Zeitfenster 19 - Fortsetzung Zeitfenster 18

Zeitfenster 19

„Lebenslauf der Luitgarde Prinzessin Heinrich XV. Reuß j.L. geb Gräfin zu Stolberg-Wernigerode“

Fortsetzung von Zeitfenster 18  (Seite 27 Amtsblatt 07/2017)

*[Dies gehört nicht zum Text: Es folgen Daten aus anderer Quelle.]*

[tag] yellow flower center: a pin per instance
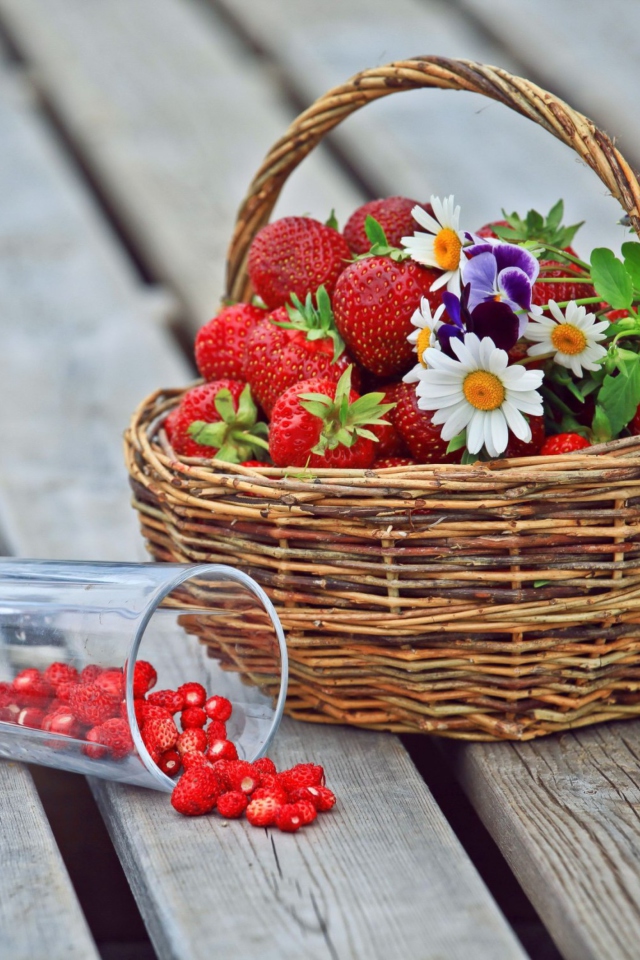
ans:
(447, 247)
(568, 339)
(423, 341)
(483, 390)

Unermüdlich und opferfreudig, gewissenhaft und liebreich ist Frau Prinzess als Patronin und Mutter der Gemeinde[26] gewesen. Die Wahl ihrer Pfarrer war ihr stets ein sehr ernstes Anliegen (es amtierten zu ihrer Zeit P. Karl Friedrich Schneider bis 1870, P. Karl Schneider bis 1876, P. Lic. Winter bis 1884, P. Dr. Roch bis 1891, P. Dr. Siedel bis 1902, P. Dr. Grössel bis 1916; P. Lange hat sie noch berufen, aber seinen Amtsantritt nicht mehr erlebt). 1881 baute sie in Klipphausen ein kleines Haus und richtete dort auf eigene Kosten eine Gemeindepflege und Kleinkinderschule[27] ein, an der besonders Schwester Marie Ostermai in großen Segen gearbeitet hat. War Bibel- oder Missionsstunde im Schloß, so saß die Frau Patronin gewiß am Harmonium. Am 23. Dezember, dem Tag ihres größten Schmerzes[28], deckte sie einer reichen Kinderschar aus Klipphausen den Weihnachtstisch, und die strahlenden Kindergesichter machten ihr das Herz froh. An Palmarum[29] schenkte sie jedem der Konfirmanden ein Neues Testament und schrieb eigenhändig den Konfirmationsspruch mit ihrer schönen, runden Schrift auf das vorderste Blatt. Am Nachmittag waren dann die Kinder stets auf dem Schloß und fröhliches Spielen, Singen und Eiersuchen belebte die Feier. Kinder und Frauen sammelte sie oft zum Stricken und Nähen und tat mit Glaube und unerschütterlichem Patriotismus besonders in der Zeit des letzten Krieges einen sehr wertvollen Dienst. Bei den Kranken der Gemeinde ging sie ein und aus und half und stärkte, wo sie konnte. Was hat da die Stille Frömmigkeit der hohen Frau nicht alles ausgerichtet!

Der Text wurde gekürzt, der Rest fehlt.